Mads Mikkelsen Replacing Johnny Depp Is the Best Thing Fantastic Beasts Has Ever Done
Warner Bros./NBC
Just a few days ago, Warner Bros. politely asked Johnny Depp to get out of their Harry Potter franchise, after the actor lost a libel case about whether or not newspaper The Sun could legally call him a “wife beater.” The embroiled actor resigned from Fantastic Beasts and Where to Find Them’s central villainous role of Gellert Grindelwald, opening the door for Mads Mikkelsen (Hannibal, Casino Royale) to come and replace him, according to The Hollywood Reporter.

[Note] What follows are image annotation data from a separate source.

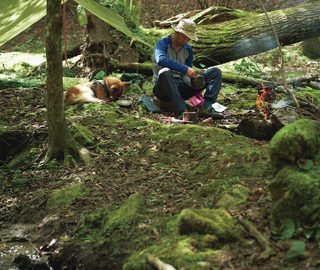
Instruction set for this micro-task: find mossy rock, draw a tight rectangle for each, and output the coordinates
[103,193,144,232]
[123,236,221,270]
[302,37,320,59]
[177,208,241,241]
[269,162,320,225]
[0,125,28,160]
[8,148,40,168]
[47,183,89,209]
[70,123,95,146]
[270,119,320,172]
[216,185,249,210]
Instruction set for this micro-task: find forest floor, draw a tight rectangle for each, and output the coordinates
[0,1,320,270]
[0,42,320,269]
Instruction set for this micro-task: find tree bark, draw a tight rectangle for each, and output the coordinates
[46,0,66,159]
[192,0,320,67]
[45,0,90,166]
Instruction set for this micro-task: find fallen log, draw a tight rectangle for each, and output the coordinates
[113,62,269,86]
[192,0,320,67]
[112,62,319,87]
[153,6,250,28]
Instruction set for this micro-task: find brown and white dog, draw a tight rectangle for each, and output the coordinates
[65,76,128,105]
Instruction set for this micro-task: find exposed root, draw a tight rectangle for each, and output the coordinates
[239,219,274,260]
[44,131,91,167]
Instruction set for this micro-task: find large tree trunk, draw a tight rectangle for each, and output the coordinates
[46,0,66,158]
[192,0,320,67]
[46,0,90,165]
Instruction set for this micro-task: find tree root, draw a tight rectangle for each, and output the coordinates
[44,132,91,167]
[239,219,274,260]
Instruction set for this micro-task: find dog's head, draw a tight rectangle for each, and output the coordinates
[104,76,129,100]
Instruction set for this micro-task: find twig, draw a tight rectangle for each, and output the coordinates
[26,239,53,270]
[146,254,176,270]
[259,0,301,111]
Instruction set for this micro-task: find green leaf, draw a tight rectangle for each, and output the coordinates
[280,218,296,239]
[94,70,107,80]
[75,0,152,47]
[0,0,47,46]
[285,240,306,260]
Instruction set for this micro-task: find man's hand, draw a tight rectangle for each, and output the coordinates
[187,68,197,78]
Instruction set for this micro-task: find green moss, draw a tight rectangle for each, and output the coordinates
[47,183,89,209]
[216,185,249,210]
[270,119,320,171]
[8,148,39,168]
[123,236,221,270]
[269,162,320,225]
[178,208,241,241]
[70,123,95,146]
[103,193,143,232]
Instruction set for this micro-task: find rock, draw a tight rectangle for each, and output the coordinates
[270,119,320,172]
[178,208,241,241]
[216,185,249,210]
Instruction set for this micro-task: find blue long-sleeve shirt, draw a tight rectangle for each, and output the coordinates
[153,35,193,78]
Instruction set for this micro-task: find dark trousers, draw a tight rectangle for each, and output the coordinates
[153,67,222,114]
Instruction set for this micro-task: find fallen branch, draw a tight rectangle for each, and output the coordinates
[146,254,176,270]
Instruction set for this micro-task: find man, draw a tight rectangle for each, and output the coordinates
[153,19,221,118]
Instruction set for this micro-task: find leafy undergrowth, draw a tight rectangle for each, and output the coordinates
[0,73,319,269]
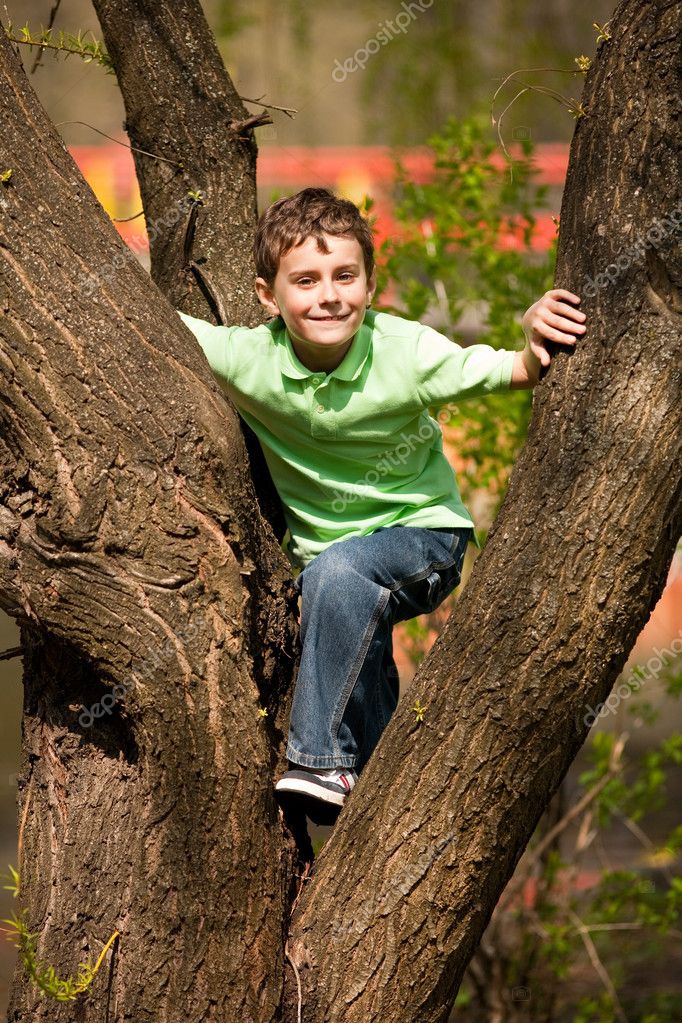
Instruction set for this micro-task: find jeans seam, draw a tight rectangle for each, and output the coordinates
[330,586,391,757]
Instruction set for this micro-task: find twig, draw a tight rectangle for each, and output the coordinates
[239,96,299,118]
[228,113,272,135]
[569,909,628,1023]
[0,647,24,661]
[31,0,61,75]
[612,809,673,885]
[491,68,581,109]
[55,121,184,171]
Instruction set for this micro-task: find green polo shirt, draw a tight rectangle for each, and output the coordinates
[180,311,514,567]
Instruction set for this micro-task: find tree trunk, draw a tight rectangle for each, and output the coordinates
[289,0,682,1023]
[0,0,682,1023]
[94,0,285,539]
[0,21,295,1023]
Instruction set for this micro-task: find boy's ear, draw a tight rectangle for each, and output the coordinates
[255,277,279,316]
[367,270,376,309]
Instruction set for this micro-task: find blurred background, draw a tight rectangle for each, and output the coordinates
[0,0,682,1023]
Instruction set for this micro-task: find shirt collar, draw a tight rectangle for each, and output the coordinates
[277,314,372,381]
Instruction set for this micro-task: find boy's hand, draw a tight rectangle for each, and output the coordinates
[511,287,586,387]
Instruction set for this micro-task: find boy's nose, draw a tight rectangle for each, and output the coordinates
[320,280,338,305]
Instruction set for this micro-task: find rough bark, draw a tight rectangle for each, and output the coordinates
[289,0,682,1023]
[0,25,295,1023]
[94,0,285,539]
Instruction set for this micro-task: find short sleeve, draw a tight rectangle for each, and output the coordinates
[416,326,516,408]
[176,310,238,381]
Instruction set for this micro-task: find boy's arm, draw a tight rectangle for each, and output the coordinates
[510,287,587,389]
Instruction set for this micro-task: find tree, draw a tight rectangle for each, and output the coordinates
[0,0,682,1023]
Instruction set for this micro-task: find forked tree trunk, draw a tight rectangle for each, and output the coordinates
[0,0,682,1023]
[0,21,295,1023]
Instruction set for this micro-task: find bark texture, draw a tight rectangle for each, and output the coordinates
[94,0,285,539]
[0,25,295,1023]
[289,0,682,1023]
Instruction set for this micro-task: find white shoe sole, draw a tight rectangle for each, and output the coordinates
[275,777,352,806]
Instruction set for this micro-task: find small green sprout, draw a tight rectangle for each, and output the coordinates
[0,864,120,1002]
[412,700,426,724]
[566,100,587,121]
[592,21,611,43]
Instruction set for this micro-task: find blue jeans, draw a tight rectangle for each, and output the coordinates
[286,526,473,772]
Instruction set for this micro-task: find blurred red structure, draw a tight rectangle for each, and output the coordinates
[71,143,569,252]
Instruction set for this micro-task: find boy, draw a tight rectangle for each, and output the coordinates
[180,188,585,824]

Depp’s replacement has been messy, building for years—with allegations and official studio responses coming before The Crimes of Grindelwald (the second film in the Potter spin-off series) released in November 2018, and could be the best thing to happen to the franchise since its inauspicious debut.
Fantastic Beasts, so far, has been anything but. The first film made a ton of money, riding the wizard robe coattails of its scarred predecessor to financial success. People were hungry for more magic and, in 2016, Harry Potter author/Beasts screenwriter J.K. Rowling hadn’t yet made a habit of airing her bad politics all over the internet. We can be forgiven for going to see someone named Newt Scamander galivant about while Gridelwald’s crimes (which are introduced a full film before The Crimes of Grindelwald frustratingly set up the sequel, in what our critic Andy Crump calls a bunch of “Standard Issue Dark Wizard Shit.” The movies have not been good, partially because there’s a ton of convoluted plot and no focal point through which we can accept it.
The first Harry Potter partially works because even when we’re thrown in the deep end of Diagon Alley, the looming, killer shadow of Voldemort gives us a great evil to latch onto as a reference point. Sure there are three-headed dogs, racist schoolchildren, a sorcerer’s stone, Quidditch, centaurs, and a baby dragon—but everything is still set dressing as the story builds to the first battle in the black-and-white war between He-Who-Must-Not-Be-Named and The Boy Who Lived. Grindelwald…not so much.